11 days of crisis over GSOC
Published 19/02/2014 | 02:30
A timeline of the events in the GSOC debacle.
Sunday, February 9
'Sunday Times' newspaper reports that the Dublin offices of GSOC may have been subject to bugging and surveillance, with a high-tech level of expertise normally associated with state agencies.
Monday, February 10
Justice Minister Alan Shatter summons GSOC chairman Simon O'Brien to his office to explain why he and the gardai were not informed about the suspected bugging.
Mr O'Brien issues a statement stating the existence of the anomalies "could not be conclusively explained", adding there was "no evidence of garda misconduct", and he expressed regret for not reporting the matter at the time.
Garda Commissioner Martin Callinan says he is gravely concerned that the Ombudsman's statement appeared to contain a clear indication that An Garda Siochana was in some way suspected.
Tuesday, February 11
Mr Shatter tells the Dail that GSOC has told him there was no evidence that its offices had been bugged and it was unfortunate the gardai appeared to have been the subject of "completely baseless innuendo".
Garda Ombudsman Commissioner Kieran Fitzgerald appears on RTE's 'Prime Time' and says that while there had been no "definitive evidence" of surveillance at the offices, he could not entirely rule it out either. The Association of Garda Sergeants and Inspectors call on Mr O'Brien to "consider his position".
Wednesday, February 12
The Ombudsman appears before TDs and senators at the Oireachtas Joint Committee on Public Service Oversight. He says while there was no evidence of bugging, "I certainly suspect or potentially suspect that we may have been under some form of surveillance".

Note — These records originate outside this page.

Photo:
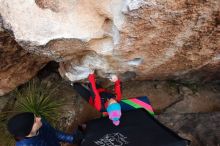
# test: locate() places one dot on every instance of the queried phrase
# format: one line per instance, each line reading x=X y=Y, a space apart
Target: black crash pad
x=137 y=128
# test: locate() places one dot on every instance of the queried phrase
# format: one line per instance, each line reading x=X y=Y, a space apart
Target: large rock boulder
x=17 y=65
x=155 y=39
x=201 y=129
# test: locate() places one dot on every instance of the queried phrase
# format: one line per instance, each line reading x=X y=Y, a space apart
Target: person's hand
x=113 y=78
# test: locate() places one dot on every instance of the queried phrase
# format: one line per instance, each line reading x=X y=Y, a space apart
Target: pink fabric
x=143 y=104
x=115 y=116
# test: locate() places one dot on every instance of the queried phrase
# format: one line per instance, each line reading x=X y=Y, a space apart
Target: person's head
x=24 y=125
x=114 y=111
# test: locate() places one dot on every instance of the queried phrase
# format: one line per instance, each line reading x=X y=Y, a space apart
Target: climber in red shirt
x=102 y=99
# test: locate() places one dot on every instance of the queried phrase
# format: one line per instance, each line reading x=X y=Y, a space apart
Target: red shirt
x=97 y=100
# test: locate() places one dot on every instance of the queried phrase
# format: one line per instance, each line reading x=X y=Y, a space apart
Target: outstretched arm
x=97 y=99
x=117 y=82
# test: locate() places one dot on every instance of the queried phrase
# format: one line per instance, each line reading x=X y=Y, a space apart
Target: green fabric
x=127 y=101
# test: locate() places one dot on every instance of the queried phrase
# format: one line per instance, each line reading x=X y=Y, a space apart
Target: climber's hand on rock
x=113 y=78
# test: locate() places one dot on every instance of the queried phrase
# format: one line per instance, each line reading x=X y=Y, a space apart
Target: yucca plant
x=39 y=99
x=33 y=97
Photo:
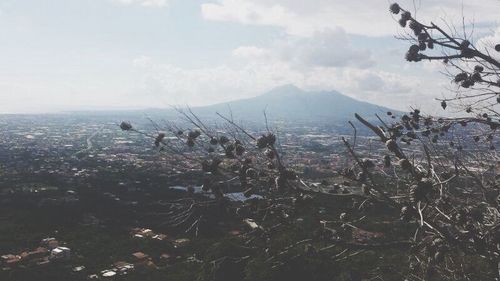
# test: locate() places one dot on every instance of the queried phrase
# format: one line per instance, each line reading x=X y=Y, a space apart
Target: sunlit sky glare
x=58 y=55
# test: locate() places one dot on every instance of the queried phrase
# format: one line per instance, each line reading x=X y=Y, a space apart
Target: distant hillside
x=291 y=103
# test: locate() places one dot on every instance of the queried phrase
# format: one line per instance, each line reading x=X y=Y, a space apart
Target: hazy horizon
x=135 y=54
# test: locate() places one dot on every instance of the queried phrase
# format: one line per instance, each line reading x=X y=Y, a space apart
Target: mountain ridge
x=289 y=102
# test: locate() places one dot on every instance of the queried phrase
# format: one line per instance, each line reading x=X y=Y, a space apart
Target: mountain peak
x=287 y=89
x=288 y=102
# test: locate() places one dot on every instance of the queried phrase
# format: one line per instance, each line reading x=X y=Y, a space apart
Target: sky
x=64 y=55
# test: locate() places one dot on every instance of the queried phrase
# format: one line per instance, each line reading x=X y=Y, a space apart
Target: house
x=50 y=243
x=60 y=253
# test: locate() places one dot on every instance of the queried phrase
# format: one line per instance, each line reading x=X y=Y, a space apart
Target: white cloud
x=487 y=44
x=179 y=86
x=145 y=3
x=328 y=48
x=370 y=18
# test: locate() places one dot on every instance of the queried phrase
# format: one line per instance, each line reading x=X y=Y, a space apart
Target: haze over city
x=64 y=55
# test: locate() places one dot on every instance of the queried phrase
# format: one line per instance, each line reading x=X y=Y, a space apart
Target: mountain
x=294 y=104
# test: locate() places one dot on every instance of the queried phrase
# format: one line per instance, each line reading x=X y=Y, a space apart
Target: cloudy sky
x=58 y=55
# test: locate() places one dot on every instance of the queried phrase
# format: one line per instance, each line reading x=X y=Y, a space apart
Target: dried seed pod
x=419 y=191
x=402 y=22
x=476 y=77
x=406 y=15
x=443 y=104
x=460 y=77
x=159 y=139
x=194 y=134
x=269 y=153
x=250 y=172
x=414 y=49
x=240 y=150
x=387 y=161
x=248 y=193
x=422 y=46
x=407 y=213
x=422 y=37
x=391 y=145
x=405 y=164
x=125 y=126
x=368 y=164
x=366 y=189
x=394 y=8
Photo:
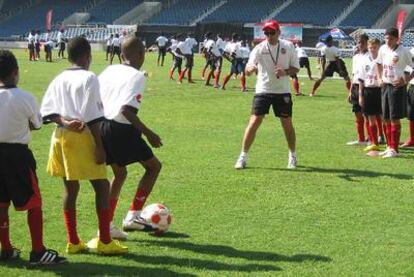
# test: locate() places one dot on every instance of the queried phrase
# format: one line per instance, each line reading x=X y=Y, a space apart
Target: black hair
x=77 y=48
x=8 y=64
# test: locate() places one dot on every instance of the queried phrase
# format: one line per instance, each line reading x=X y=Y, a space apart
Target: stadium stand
x=315 y=12
x=182 y=12
x=247 y=11
x=366 y=13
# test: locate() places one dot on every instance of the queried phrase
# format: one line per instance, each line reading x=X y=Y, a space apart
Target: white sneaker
x=241 y=162
x=356 y=143
x=391 y=154
x=292 y=162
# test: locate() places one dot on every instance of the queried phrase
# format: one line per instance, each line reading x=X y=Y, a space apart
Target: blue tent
x=337 y=34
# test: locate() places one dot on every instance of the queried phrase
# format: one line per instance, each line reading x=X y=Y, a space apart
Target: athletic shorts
x=410 y=103
x=236 y=66
x=18 y=180
x=123 y=144
x=333 y=67
x=304 y=62
x=356 y=108
x=372 y=98
x=394 y=102
x=72 y=155
x=281 y=103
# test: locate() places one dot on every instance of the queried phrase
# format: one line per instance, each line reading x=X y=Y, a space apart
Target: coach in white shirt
x=274 y=60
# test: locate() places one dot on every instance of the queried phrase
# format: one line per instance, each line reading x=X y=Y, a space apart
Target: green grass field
x=340 y=213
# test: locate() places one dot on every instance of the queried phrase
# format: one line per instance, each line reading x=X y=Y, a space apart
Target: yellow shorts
x=72 y=155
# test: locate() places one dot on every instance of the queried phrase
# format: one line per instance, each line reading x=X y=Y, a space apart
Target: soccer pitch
x=340 y=213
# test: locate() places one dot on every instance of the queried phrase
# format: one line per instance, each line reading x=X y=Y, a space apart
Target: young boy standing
x=73 y=102
x=19 y=114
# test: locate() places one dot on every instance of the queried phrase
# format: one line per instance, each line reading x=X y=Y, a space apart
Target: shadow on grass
x=343 y=173
x=231 y=252
x=199 y=264
x=94 y=269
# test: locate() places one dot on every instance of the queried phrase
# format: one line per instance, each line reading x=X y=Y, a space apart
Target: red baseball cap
x=271 y=24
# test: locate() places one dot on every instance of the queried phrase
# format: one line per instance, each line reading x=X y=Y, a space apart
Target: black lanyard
x=277 y=53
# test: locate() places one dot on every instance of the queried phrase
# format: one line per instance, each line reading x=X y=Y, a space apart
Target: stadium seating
x=182 y=12
x=110 y=10
x=366 y=13
x=315 y=12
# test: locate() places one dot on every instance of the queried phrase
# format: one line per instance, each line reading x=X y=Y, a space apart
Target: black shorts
x=333 y=67
x=18 y=180
x=393 y=102
x=282 y=104
x=356 y=108
x=123 y=143
x=410 y=103
x=116 y=50
x=372 y=98
x=304 y=62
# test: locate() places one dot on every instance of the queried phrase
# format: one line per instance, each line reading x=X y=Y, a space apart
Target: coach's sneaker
x=391 y=154
x=371 y=147
x=12 y=254
x=112 y=248
x=46 y=257
x=134 y=222
x=81 y=247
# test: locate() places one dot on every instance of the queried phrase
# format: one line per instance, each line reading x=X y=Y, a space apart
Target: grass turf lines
x=339 y=214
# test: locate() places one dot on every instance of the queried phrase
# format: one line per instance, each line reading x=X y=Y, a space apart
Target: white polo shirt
x=368 y=72
x=73 y=94
x=394 y=62
x=330 y=53
x=121 y=85
x=267 y=82
x=162 y=41
x=17 y=109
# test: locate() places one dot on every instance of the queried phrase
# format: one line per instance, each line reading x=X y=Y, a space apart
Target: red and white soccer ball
x=158 y=216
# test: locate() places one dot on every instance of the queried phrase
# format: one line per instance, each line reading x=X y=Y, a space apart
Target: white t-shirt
x=267 y=82
x=301 y=52
x=330 y=53
x=357 y=59
x=394 y=62
x=17 y=109
x=368 y=71
x=73 y=94
x=162 y=41
x=121 y=85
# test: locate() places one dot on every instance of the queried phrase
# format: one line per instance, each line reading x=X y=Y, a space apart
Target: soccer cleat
x=137 y=223
x=112 y=248
x=292 y=162
x=371 y=147
x=81 y=247
x=356 y=143
x=241 y=162
x=391 y=154
x=46 y=257
x=12 y=254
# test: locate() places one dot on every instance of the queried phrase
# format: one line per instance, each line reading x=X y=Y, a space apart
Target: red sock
x=104 y=222
x=243 y=82
x=348 y=85
x=395 y=135
x=35 y=221
x=139 y=200
x=217 y=78
x=112 y=206
x=69 y=217
x=295 y=84
x=226 y=80
x=360 y=127
x=379 y=125
x=374 y=133
x=4 y=232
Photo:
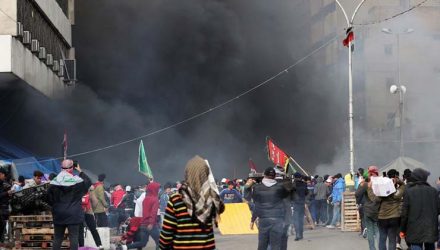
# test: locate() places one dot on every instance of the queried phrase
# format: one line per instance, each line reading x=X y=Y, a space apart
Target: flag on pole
x=144 y=168
x=349 y=38
x=64 y=145
x=252 y=166
x=276 y=154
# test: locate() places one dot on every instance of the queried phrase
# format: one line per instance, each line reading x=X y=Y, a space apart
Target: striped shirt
x=181 y=231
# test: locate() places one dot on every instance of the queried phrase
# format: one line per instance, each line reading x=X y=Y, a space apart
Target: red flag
x=276 y=154
x=64 y=145
x=252 y=166
x=349 y=37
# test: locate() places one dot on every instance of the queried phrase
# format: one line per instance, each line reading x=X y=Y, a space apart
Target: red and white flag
x=276 y=154
x=64 y=145
x=349 y=39
x=252 y=166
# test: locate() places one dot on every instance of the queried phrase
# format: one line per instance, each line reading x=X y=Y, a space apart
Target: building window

The committee requests an unredacted copy of the report carried out by the UK security firm, and asks that Mr Shatter appear before them next week.
Thursday, February 13
Eamon Gilmore says he is satisfied that no arm of the State had put the GSOC under surveillance.
Mr Shatter goes on 'Prime Time' and says Mr O'Brien's comments to the Oversight Committee diverge from what he had been told when the two met on Monday.
Friday, February 14
Garda Commissioner Martin Callinan makes his first public comment at a garda event in Templemore and says he is satisfied that no member of the gardai had ever spied on GSOC.
GSOC issues statement saying "three technical and electronic anomalies" had been found that could not be "conclusively explained" and he also said there had been "no evidence of Garda misconduct".
Saturday, February 15
Social Protection Minister Joan Burton (pictured right) says Mr Shatter has the opportunity to "resolve" the controversy when he appears before the Oireachtas Public Service Oversight and Petitions Committee next week.
Sunday, February 16
Fresh revelations that the security sweep was carried out after a senior garda appeared to have information about a case being investigated by GSOC.
Mr Shatter rules out an independent inquiry and the Garda Commissioner insists no member of the force carried out surveillance at GSOC offices.
Monday, February 17
Government is to "review" how the GSOC controversy erupted and whether its structures are fit for purpose.
Taoiseach Enda Kenny and GSOC say they want to see a conclusion to the ongoing controversy.
Tuesday, February 18
Cabinet decides to appoint a retired judge to investigate the controversy. Mr Shatter makes a statement in the Dail.
Today, February 19
Mr Shatter to appear before the Public Service Oversight Committee to answer questions over the scandal.